更に進めばパソコン上に仮想の会議室を作れば会議室すら必要なくなりますね。これは今の技術でも十分に可能な事です。そうすれば社屋のダウンサイジングも可能ですし、全国各地に散らばっている支社の重役を集めるための交通費や宿泊代などのコストや時間も大幅に圧縮する事が可能です。

 

ケース2:社会インフラとクラウド

これまでの説明で個人使用やビジネスシーンにおいてもクラウドの持つ優位性というのはある程度理解していただけたと思います。ここでは更に踏み込んで社会全体の構造にクラウドを導入してみた場合のことを想定してみましょう。例としてはあなたが病院にかかった場合を挙げてみます。

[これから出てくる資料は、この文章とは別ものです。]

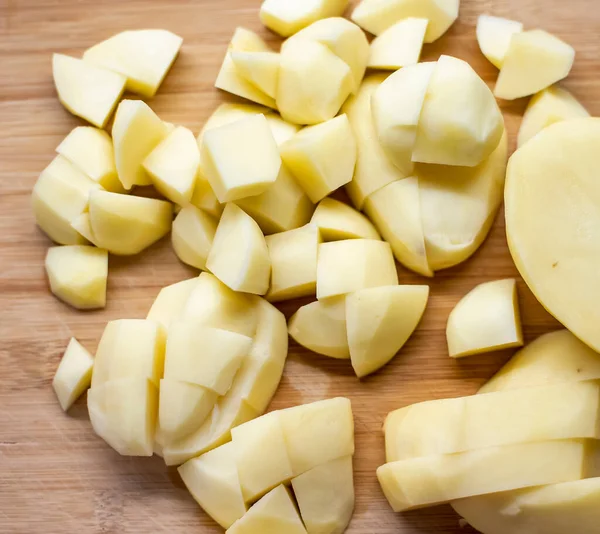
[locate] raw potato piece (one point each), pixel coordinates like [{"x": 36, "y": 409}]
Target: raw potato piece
[
  {"x": 87, "y": 91},
  {"x": 173, "y": 166},
  {"x": 486, "y": 319},
  {"x": 548, "y": 107},
  {"x": 293, "y": 257},
  {"x": 376, "y": 16},
  {"x": 287, "y": 17},
  {"x": 337, "y": 221},
  {"x": 74, "y": 374},
  {"x": 432, "y": 480},
  {"x": 126, "y": 225},
  {"x": 552, "y": 225},
  {"x": 275, "y": 513},
  {"x": 90, "y": 150},
  {"x": 136, "y": 132},
  {"x": 59, "y": 196},
  {"x": 192, "y": 236},
  {"x": 460, "y": 123},
  {"x": 321, "y": 327},
  {"x": 256, "y": 163},
  {"x": 143, "y": 56},
  {"x": 354, "y": 264},
  {"x": 535, "y": 60},
  {"x": 212, "y": 479},
  {"x": 373, "y": 168},
  {"x": 325, "y": 496},
  {"x": 398, "y": 46},
  {"x": 494, "y": 35},
  {"x": 321, "y": 157},
  {"x": 396, "y": 212},
  {"x": 379, "y": 321},
  {"x": 239, "y": 256},
  {"x": 313, "y": 82},
  {"x": 78, "y": 275}
]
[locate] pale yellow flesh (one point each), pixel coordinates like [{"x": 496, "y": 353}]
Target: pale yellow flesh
[{"x": 486, "y": 319}]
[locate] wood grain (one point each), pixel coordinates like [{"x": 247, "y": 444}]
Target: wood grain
[{"x": 55, "y": 474}]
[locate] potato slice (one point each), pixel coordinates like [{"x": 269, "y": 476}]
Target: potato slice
[
  {"x": 345, "y": 39},
  {"x": 73, "y": 375},
  {"x": 552, "y": 226},
  {"x": 337, "y": 221},
  {"x": 287, "y": 18},
  {"x": 239, "y": 256},
  {"x": 398, "y": 46},
  {"x": 376, "y": 16},
  {"x": 396, "y": 211},
  {"x": 485, "y": 319},
  {"x": 88, "y": 91},
  {"x": 213, "y": 481},
  {"x": 275, "y": 512},
  {"x": 373, "y": 168},
  {"x": 458, "y": 206},
  {"x": 321, "y": 327},
  {"x": 173, "y": 166},
  {"x": 192, "y": 236},
  {"x": 78, "y": 275},
  {"x": 325, "y": 496},
  {"x": 535, "y": 60},
  {"x": 143, "y": 56},
  {"x": 494, "y": 35},
  {"x": 321, "y": 157},
  {"x": 546, "y": 108},
  {"x": 460, "y": 123},
  {"x": 126, "y": 225},
  {"x": 354, "y": 264},
  {"x": 313, "y": 82},
  {"x": 293, "y": 256},
  {"x": 91, "y": 151},
  {"x": 137, "y": 131},
  {"x": 123, "y": 413},
  {"x": 379, "y": 321}
]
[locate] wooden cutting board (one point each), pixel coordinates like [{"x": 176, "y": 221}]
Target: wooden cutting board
[{"x": 55, "y": 474}]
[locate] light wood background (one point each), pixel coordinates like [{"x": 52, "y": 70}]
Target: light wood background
[{"x": 55, "y": 474}]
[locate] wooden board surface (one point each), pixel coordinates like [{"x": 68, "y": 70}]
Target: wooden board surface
[{"x": 55, "y": 474}]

日本は病院にかかる時に保険証を窓口で提示して医療費全体の3割を自己負担するという国民皆保険制度が導入されています。しかしあなたは毎日病院に行く事を前提として出かける時に保険証を持ち歩くでしょうか?中にはそういう慎重な人もいるかもしれませんが、大抵の人はそうではないでしょう。保険証は家族も使うものなので一家に一枚が基本的です。

したがって通常は自宅で保管しているのが普通ですね。ところが病気や怪我は時間と場所を選んでくれません。突然の腹痛や風邪の症状を覚えても保険証を持っていなければその場では一時的に医療費を全額負担して後日保険証を持参して清算するという事になります。

ところが保険証の情報がクラウド化されていればどうでしょう?あなたは日頃から持ち歩くスマートフォンであなたの保険情報にアクセスして提示すれば3割の自己負担で診察を受ける事が出来ます。またあなたの保険情報に過去の病歴を関連づけておけば違う医療機関でも最適な治療がスムーズに受けられる事になります。

その他にも住民票や印鑑証明などもわざわざ役所に足を運ばなくても必要な時にスマートフォンで申請をして発行してもらう事が24時間可能となるかもしれないのです。このようにクラウドは新たな社会インフラを構築するために不可欠なテクノロジーなのです。